Garron is talking about three sites, for three different agents that are archetypes of conversation points. Each one represents each agent’s “moment” points.
1. Showing requests prospecting DB.
2. Sphere referral, direct inquiries, prospecting sign ups.
3. Sphere referral, IRL meetings.
10:57 am: @garrons is talking about blogs that are designed to support real life relationships, not Google. clairewidmark.com is not designed to attract search engines, it’s designed to support what Claire actually does each day to get to the moment.
10:59 am: “Realize when you find something interesting & ask, ‘how can I share that?”

11:00 am: Garron getting animated.
11:02 am: “I want my website to reflect me in a way I’m proud of. I want to be proud to share my site because it reflects who I am.”
11:06 am: “Take a look at your online presence. If it does not reflect YOU and how you connect with clients, you will not be as succesful in your online marketing efforts.”
11:08 am: “Utilize supportive tools.
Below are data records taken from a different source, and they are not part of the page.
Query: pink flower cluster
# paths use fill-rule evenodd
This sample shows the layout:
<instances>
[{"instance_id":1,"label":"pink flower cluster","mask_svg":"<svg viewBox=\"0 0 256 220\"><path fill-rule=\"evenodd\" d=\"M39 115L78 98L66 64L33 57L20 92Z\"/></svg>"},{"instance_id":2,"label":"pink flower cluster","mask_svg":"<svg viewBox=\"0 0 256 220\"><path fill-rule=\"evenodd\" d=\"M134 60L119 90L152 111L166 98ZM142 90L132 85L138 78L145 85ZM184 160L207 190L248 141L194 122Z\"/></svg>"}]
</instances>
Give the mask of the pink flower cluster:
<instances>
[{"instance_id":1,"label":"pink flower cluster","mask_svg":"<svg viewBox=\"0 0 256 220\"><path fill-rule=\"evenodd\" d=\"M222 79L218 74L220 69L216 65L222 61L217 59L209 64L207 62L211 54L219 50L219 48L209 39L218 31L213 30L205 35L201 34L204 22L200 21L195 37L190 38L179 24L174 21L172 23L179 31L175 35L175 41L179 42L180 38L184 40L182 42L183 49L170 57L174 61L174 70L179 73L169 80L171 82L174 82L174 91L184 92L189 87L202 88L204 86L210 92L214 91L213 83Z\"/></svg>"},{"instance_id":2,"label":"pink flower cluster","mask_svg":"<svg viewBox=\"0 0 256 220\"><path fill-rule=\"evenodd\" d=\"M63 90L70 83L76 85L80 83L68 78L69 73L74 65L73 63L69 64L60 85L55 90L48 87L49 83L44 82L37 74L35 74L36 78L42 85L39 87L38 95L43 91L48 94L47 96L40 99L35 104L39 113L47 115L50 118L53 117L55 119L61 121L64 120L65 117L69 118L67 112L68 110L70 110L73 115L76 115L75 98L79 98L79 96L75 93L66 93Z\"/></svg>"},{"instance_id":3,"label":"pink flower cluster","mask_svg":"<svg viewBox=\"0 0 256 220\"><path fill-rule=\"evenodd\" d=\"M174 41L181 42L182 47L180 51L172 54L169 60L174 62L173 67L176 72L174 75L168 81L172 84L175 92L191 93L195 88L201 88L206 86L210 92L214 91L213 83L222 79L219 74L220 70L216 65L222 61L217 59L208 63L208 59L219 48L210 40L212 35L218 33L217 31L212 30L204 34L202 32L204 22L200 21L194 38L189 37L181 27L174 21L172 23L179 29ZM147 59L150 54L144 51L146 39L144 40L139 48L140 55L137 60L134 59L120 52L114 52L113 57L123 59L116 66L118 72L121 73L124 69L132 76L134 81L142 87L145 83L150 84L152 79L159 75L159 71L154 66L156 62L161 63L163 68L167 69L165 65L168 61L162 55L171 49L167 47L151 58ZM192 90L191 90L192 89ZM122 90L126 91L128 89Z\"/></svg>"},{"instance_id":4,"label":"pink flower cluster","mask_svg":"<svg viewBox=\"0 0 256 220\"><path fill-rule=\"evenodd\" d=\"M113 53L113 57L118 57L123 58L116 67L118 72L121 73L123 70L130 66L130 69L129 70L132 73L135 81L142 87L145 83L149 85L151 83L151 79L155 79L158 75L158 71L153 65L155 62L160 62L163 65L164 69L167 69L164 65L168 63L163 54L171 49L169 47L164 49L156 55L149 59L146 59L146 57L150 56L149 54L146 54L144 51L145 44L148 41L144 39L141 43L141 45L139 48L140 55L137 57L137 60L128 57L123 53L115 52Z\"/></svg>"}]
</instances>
Understand your community & use tools that work.”
I want more on “the moment” concept from @garrons
Creating A Successful Real Estate Hub By @tyr
“Your real estate business comes from your ‘sphere’ and yet most tools are direct to consumer and doesn’t play to your existing skills.”

11:14 am: The agent business cycle.
11:17 am: “Tools fall into 3 areas, lead generation, client management & sphere building.”
11:18 am: Building your sphere: Facebook, Twitter, Blog
11:21 am: Keys to Facebook success: 1. Super easy. 2. Awesome referral marketing tool. 3. Focus on status updates.
11:23 am: 365 Things To Do In Vancouver, WA is a great example of a Facebook fan page that has impact in increasing sphere of influence. Created by @dalechumbley
11:25 am: Facebook tracks the “influence” and interaction on your fan page. The greater the level of interection, the more Facebook promotes the page.
11:27 am: “You need to have a solid hub for your social media activities, a place to lead people to.”
11:28 am: “A blog is just a series of emails to the world.”
11:29 am: Lead generation has to happen from your hub. The first step is having a hub you’re proud to show off.
11:30 am: “Your hub has to have dynamic content. The content must change!”
11:31 am: “Your hub must have home search.”
11:32 am: “You really need to be able to prospect against the database you create.”
11:33 am: CRM –> Conversion
CRM Keys
11:36 am: 1. Get them into the CRM! 2. Observe activity and track behavior. 3. Know when to ask for business, understand the trigger.
11:37 am: “Most important: make your blog the hub of your agent business cycle.”

11:52 am: Dale Chumbley & John Payson close the morning w/ a discussion of their strategies.
Afternoon Breakout Sessions
1:17 pm: mugtug.com <– had not heard of this one. @1000wattjoel is detailing apps that help you move to the cloud. This one is an online photo editor.
1:19 pm: blacktonic.com allows you to tell a story with your slides. Entirely web-based.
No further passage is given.